Question

Given a function f(x) = 4x^3 + 3x^2 − 6x + 1 (a) Find the intervals on which f is increasing or decreasing. (b) Find the local maximum and minimum values of f. (c) Find the intervals of concavity and the inflection points.

Answer 1

Answer:

a) the intervals where f is increasing is $(-\infty,-1) \cup(\dfrac{1}{2},\infty)$

the intervals where f is decreasing is $(-1,\dfrac{1}{2})$

b) $f(-1) = 6$: local maximum

$f(\dfrac{1}{2}) = \dfrac{-3}{4}$: local minimum

c) The inflection point :  $x = 0.25$

the range of concavity is: $(-\infty,0.25)$

Step-by-step explanation:

This is a positive cubic function, (positive only means that the sign of the highest power term is +ve, nothing too fancy, its just to visualize the shape of the curve)

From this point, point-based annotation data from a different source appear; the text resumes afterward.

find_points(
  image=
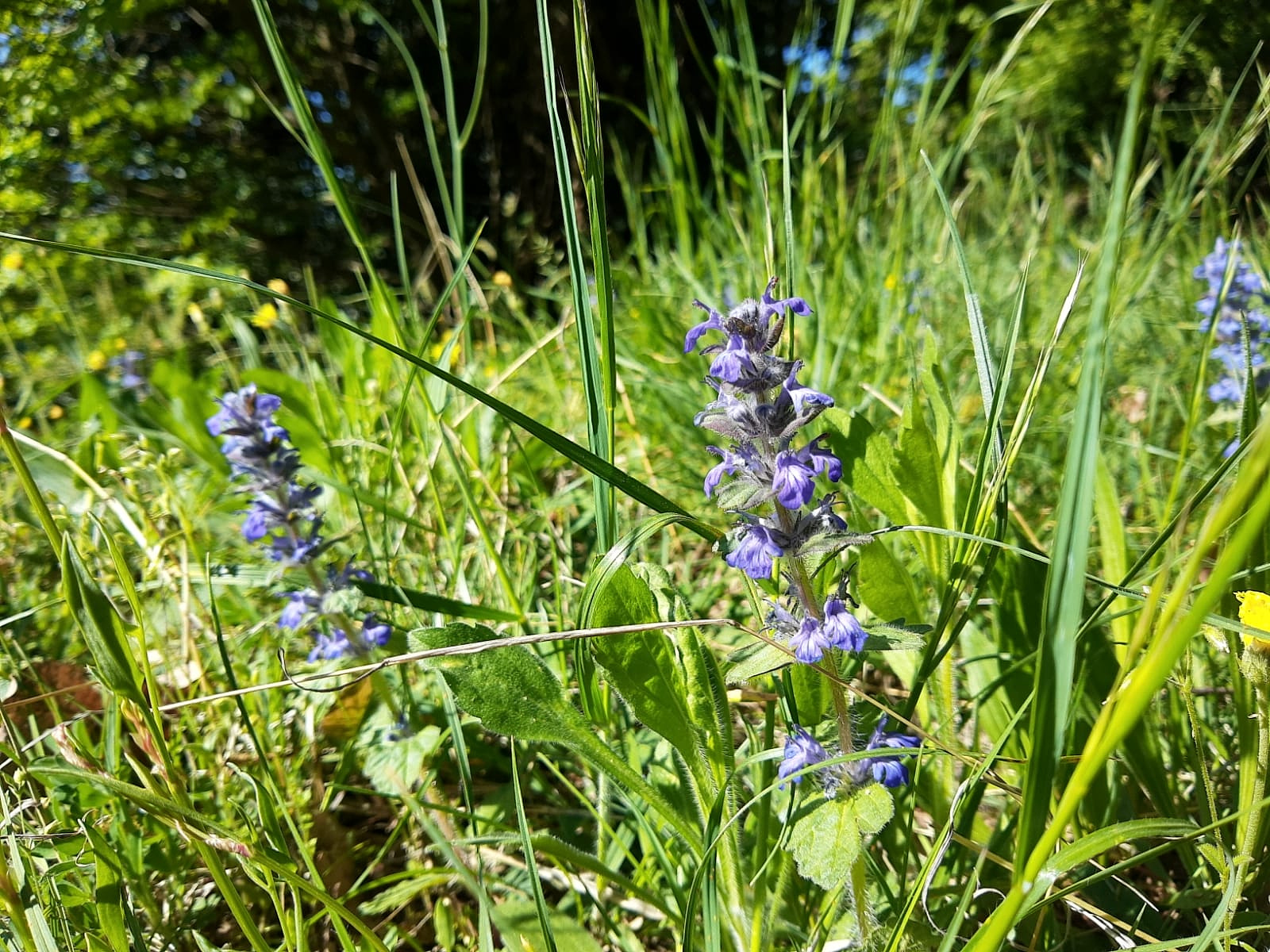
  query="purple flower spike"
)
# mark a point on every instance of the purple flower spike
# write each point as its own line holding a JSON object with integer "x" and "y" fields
{"x": 804, "y": 397}
{"x": 713, "y": 323}
{"x": 732, "y": 463}
{"x": 810, "y": 641}
{"x": 842, "y": 630}
{"x": 375, "y": 632}
{"x": 734, "y": 362}
{"x": 755, "y": 551}
{"x": 330, "y": 647}
{"x": 888, "y": 770}
{"x": 802, "y": 750}
{"x": 776, "y": 309}
{"x": 822, "y": 460}
{"x": 793, "y": 480}
{"x": 247, "y": 414}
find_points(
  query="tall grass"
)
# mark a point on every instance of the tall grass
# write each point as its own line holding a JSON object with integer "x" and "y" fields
{"x": 1034, "y": 457}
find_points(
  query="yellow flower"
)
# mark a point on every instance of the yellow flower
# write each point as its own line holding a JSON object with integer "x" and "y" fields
{"x": 266, "y": 317}
{"x": 1255, "y": 613}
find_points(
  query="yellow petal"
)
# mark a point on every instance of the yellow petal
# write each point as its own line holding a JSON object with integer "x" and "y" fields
{"x": 266, "y": 317}
{"x": 1255, "y": 609}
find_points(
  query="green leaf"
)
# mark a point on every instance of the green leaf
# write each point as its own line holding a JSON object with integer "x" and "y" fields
{"x": 508, "y": 689}
{"x": 429, "y": 602}
{"x": 645, "y": 668}
{"x": 518, "y": 922}
{"x": 108, "y": 892}
{"x": 883, "y": 584}
{"x": 101, "y": 625}
{"x": 395, "y": 763}
{"x": 827, "y": 839}
{"x": 869, "y": 463}
{"x": 918, "y": 469}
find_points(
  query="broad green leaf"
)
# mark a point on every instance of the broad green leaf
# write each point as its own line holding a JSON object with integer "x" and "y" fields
{"x": 395, "y": 762}
{"x": 827, "y": 839}
{"x": 518, "y": 922}
{"x": 108, "y": 892}
{"x": 884, "y": 585}
{"x": 508, "y": 689}
{"x": 918, "y": 470}
{"x": 429, "y": 602}
{"x": 868, "y": 461}
{"x": 645, "y": 668}
{"x": 101, "y": 625}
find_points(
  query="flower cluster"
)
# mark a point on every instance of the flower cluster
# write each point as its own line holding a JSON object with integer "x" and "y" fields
{"x": 129, "y": 367}
{"x": 804, "y": 752}
{"x": 760, "y": 408}
{"x": 1230, "y": 304}
{"x": 283, "y": 518}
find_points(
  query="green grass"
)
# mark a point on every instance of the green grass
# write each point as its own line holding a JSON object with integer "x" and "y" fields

the positive sign tells you that this curve is coming from negative y to positive y when looking from left to right.

$f(x) = 4x^3 +3x^2 -6x +4$

we can find the intervals where it is increasing and decreasing by knowing where this function has its stationary points (or turning points), in other words where $f'(x) = 0$

$f(x) = 4x^3 +3x^2 -6x +4$

$f'(x) = 12x^2 +6x -6$

this is the function's first derivative. To find the stationary values, set $f'(x) = 0$

$0 = 12x^2 +6x -6$

now solve for x

$0 = (2x-1)(x+1)$

$x = 1/2,\,\, x=-1$

we can find the local minimum and maximum values of f by plugging in these value in the original function f(x):

$f(x) = 4x^3 +3x^2 -6x +4$

$f(-1) = 4(-1)^3 +3(-1)^2 -6(-1) +4 = 6$ local maximum

$f(\dfrac{1}{2}) = 4(\dfrac{1}{2})^3 +3(\dfrac{1}{2})^2 -6(\dfrac{1}{2}) +4 = \dfrac{-3}{4}$ local minimum

We also have enough information to show the intervals at which f(x) is increasing or decreasing

Since this is a positive cubic curve, the plot is coming up from negative infinity of the y-axis all the way upto x= -1, then turns back down until it reaches x=1/2, then finally turns up again to positive infinity of the y-axis.

so,

the intervals where f is increasing is $(-\infty,-1) \cup(\dfrac{1}{2},\infty)$

the intervals where f is decreasing is $(-1,\dfrac{1}{2})$

Concavity and Inflection Points

Now, we can go further in by differentiating our $f'(x)$  

$f'(x) = 12x^2 +6x -6$

$f''(x) = 24x +6$

we can put the values we obtained of x from $f'(x) = 0$ to find the curvature(or shape) of the curve at those points

$f''(-1) = -18$

this is a negative value, it shows that at this value of x, the curve looks like this: $\cap$ (this is known a concave shape)

$f''(\dfrac{1}{2}) = 18$

this this is a positive value, it shows that at this value of x, the curve looks like this: $\cup$ (this is knows as the convex shape)

with this much information we have some idea about the concavity. (i.e, for what range of x does the curve maintain $\cap$ shape and for what range of x the curve maintains $\cup$ shape?)

we know that for the intervals $(-\infty,-1) \cup(\dfrac{1}{2},\infty)$ the curve is increasing, but the shape remains like $\cap$ even after this range.

So what we need is a point where the two shapes begin to change:

and that is the inflection point:

to put in terms of math: the inflection point is where: $f''(x) = 0$

$f''(x) = 24x +6$

$0 = 24x +6$

$x = -0.25$

this is the point where concave turns to convex.

the inflection point is:  $x = 0.25$

the range of concavity is: $(-\infty,0.25)$

for fun we can also find the range of convexity

the range of convexity is: $(0.25, \infty)$

hopefully, this was helpful and a fun read.